Lesson 1.3: Health-and-Skill-Related Fitness Goals

As we learned in Foundations, each signature SilverSneakers class targets both health and skill related goals.

Flexibility and muscular strength are the primary health-related fitness goals in Stability:

  • Flexibility exercises are performed during Stability to improve posture, increase the range of motion around joints, and improve gait. Stability targets flexibility work around the two-ball and socket joints of the hips and shoulders.
  • Muscular strength exercises slow the cellular aging process and improve muscle mass, therefore reducing the risk of a fall. Stability exercises are designed to train for muscular strength by incorporating standing exercises that challenge the strength and endurance of the lower body.

Since Stability is a skills-based class, the primary goals are related to the five skill-related components of fitness that impact daily function and fall prevention: Agility, Balance, Coordination, Speed, and Power.

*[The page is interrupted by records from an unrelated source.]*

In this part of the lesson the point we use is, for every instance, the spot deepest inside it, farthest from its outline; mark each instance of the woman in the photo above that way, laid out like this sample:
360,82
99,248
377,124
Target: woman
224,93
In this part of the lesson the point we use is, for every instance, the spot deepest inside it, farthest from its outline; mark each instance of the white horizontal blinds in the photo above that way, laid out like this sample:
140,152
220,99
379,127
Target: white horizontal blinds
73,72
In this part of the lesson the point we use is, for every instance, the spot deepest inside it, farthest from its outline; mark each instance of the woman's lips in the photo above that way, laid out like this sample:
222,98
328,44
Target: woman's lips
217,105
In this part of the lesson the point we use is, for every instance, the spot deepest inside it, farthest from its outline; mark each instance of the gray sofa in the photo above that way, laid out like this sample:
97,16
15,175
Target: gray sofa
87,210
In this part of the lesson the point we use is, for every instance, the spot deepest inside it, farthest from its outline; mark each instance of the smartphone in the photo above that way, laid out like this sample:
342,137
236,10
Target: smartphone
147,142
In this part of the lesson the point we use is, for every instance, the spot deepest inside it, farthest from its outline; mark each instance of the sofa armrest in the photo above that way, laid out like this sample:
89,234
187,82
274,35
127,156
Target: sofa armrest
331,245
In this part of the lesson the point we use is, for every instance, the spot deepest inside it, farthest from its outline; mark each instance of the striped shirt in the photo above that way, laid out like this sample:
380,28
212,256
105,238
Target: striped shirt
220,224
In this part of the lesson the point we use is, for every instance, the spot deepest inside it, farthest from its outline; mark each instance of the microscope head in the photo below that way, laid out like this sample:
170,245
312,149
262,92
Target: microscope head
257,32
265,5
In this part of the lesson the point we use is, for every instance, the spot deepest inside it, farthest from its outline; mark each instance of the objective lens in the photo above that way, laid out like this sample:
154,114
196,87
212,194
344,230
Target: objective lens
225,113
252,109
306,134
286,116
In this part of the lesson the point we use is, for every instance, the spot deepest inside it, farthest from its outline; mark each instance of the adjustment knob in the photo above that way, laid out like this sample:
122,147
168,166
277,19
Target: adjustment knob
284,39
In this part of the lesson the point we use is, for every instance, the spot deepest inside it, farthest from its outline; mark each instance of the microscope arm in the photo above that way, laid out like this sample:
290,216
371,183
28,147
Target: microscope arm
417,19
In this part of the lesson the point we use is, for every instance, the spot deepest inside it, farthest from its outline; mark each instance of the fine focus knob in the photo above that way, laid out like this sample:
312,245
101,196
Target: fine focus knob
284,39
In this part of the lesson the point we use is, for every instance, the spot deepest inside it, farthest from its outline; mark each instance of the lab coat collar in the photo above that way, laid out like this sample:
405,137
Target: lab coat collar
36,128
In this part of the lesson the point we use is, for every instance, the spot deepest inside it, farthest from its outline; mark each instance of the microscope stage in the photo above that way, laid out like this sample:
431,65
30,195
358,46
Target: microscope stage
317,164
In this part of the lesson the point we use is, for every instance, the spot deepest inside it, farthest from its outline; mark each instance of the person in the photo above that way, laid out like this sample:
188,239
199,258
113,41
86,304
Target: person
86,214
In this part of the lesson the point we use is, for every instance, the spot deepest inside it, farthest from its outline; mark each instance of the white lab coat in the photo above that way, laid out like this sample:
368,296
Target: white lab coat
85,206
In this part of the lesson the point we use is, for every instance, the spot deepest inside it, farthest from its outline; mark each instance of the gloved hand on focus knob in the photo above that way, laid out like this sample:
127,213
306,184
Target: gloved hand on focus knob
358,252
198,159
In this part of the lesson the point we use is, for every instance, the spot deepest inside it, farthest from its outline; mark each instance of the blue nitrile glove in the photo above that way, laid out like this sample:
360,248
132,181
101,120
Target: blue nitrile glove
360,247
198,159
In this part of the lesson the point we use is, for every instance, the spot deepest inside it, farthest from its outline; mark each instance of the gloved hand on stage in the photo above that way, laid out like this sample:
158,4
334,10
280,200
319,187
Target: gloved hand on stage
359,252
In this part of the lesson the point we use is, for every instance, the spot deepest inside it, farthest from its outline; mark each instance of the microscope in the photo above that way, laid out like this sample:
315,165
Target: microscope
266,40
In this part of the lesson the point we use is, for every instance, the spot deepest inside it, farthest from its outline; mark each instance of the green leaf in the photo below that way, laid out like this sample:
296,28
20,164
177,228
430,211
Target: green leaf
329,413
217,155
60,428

Stability aims to improve skill-related components of fitness in the following ways:

  • Agility is an important skill for fall prevention. Your participant’s ability to control their weight when moving forward, backward, and side-to-side is a measure of their functional skill. In Stability, exercises that shift the center of the body target agility and help to enhance functional skill.
  • Balance is required for daily function. In each Stability class, balance exercises are performed both dynamically and statically. This unique combination helps participants master balance-based exercises and improve their movement confidence.
  • Coordination indicates neurophysiological fitness or the way the brain and the body connect. Regular exercise not only helps the body, but it helps the brain, too! In Stability, coordination is targeted through movement progressions and contralateral movement, which is movement that crosses the midline of the body.
  • Speed improvements aid reaction-time, which makes participants more stable on their feet. Stability incorporates exercises at different tempos so that participants are ready to make quick changes to their stance, gait, and posture, avoiding the risk of a fall.
  • Power is associated with the performance of daily activities and fall prevention. Due to changes in both the musculoskeletal and neuromuscular systems, along with sarcopenia (loss of muscle) as we age, power training is important. Stability includes drills that challenge the body’s ability to accelerate movements that lift and lower the body’s center of gravity. Squats, lunges, and additional lower-body movements help improve participant’s power.

Together, all of the above help make functional fitness gains the basis of the Stability class:

Functional fitness is a main focus of Stability. Functional fitness can be defined as having the physiological capacity to perform normal, everyday activities safely and independently without undue fatigue.

Functional movement patterns including a squat, lunge, push and pull, gait training, bending and rotational exercises should be performed during each Stability class. These movements will help improve the performance of daily activities.